Mike Cannon-Brookes asks Is Atlassian still a startup? And when is a startup not a startup anymore? Well, Mike, the answer’s simple. If it still feels like a startup, it’s a startup.
Being part of a startup is about the attitude, not the company size. Successful startups – the ones that take the world by storm, the ones that everyone wishes they could work at – are those where the employees/partners/associates are energised and passionate about their work. The focus is delivering a great product or service, not merely a good one. You can’t do everything, but what you can do, you do with 100% dedication. It’s not a certain recipe for success, but anything else is a near certain recipe for failure.
I’ve worked at three startups now (though never at the really early stages). When they lose this feel, the change was always dramatic and noticeable – it’s not a question you ask, but a realisation that hits you like a punch to the stomach. If you have to ask the question, you’re probably still a startup. 🙂
The most noticeable sign you’re no longer a startup – when you get concerned about defending marketshare rather than how to grow it. The change to a defensive, risk-adverse mindset kills the startup mentality (risk-adverse startups don’t even get off the ground).
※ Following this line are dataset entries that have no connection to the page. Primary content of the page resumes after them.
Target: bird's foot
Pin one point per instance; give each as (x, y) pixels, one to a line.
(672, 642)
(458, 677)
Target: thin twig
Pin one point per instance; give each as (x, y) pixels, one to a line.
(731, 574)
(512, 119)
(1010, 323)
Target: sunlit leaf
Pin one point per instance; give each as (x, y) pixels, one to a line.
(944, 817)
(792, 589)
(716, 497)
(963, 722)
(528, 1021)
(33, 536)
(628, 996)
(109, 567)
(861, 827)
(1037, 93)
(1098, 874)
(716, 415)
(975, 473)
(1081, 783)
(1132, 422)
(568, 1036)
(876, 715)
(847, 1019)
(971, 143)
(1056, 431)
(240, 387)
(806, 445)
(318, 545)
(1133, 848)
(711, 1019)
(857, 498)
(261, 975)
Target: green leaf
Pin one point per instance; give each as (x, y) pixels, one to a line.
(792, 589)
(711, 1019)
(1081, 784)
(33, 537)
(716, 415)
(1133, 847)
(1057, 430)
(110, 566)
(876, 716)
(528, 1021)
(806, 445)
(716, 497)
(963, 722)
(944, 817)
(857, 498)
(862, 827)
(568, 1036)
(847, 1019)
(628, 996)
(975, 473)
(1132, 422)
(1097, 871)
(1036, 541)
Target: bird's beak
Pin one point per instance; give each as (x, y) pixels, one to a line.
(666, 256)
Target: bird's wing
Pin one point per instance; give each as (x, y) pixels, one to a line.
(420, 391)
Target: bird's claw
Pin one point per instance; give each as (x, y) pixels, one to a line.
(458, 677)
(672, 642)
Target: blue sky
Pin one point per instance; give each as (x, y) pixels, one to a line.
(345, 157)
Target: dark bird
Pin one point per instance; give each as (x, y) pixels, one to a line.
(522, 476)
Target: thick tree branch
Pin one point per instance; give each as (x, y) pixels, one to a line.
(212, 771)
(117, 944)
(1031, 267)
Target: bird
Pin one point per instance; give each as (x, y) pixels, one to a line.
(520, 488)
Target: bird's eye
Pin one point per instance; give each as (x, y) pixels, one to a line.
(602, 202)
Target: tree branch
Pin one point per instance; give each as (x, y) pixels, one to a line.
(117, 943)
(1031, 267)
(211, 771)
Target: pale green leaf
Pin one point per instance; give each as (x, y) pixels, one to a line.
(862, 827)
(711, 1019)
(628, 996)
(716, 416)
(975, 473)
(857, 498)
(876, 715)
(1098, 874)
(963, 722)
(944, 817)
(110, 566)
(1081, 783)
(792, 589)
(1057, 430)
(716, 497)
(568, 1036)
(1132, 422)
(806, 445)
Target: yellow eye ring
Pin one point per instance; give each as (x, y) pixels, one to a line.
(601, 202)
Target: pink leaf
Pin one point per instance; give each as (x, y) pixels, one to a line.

I’d also say that becoming a publicly listed company kills the startup mindset as well.
Wotif lost the startup feel about 18 months ago, I think. Don’t get me wrong – it’s still a great place to work, with great people – but it’s not a startup anymore, and to be honest the change wasn’t positive. It’s a comparable size to Atlassain in most ways – similar employee & revenue size (126 employees, AU$45.5million in revenue for FY2006), but it’s not a startup anymore. Congratulations on keeping the startup feel, Mike, and keep those world-class products coming.
Amen to that, Robert. To be fair to Wotif, I don’t think they see themselves as a start up anymore either. They are fairly conservative ASX S&P300 company (funnily enough, one reason I left is that I didn’t see the IT mgmt making the transition as successfully as I would have liked).
Oh, I fully agree that Wotif deliberately tried to “grow up” and out of startup mode, and nothing has changed in that respect in the 20 months since I wrote this particular entry. It’s a valid choice, and probably the better one seeing as we are a publicly listed company and all. But I still preferred the work culture back in the start-up phase. Ah well, that’s life.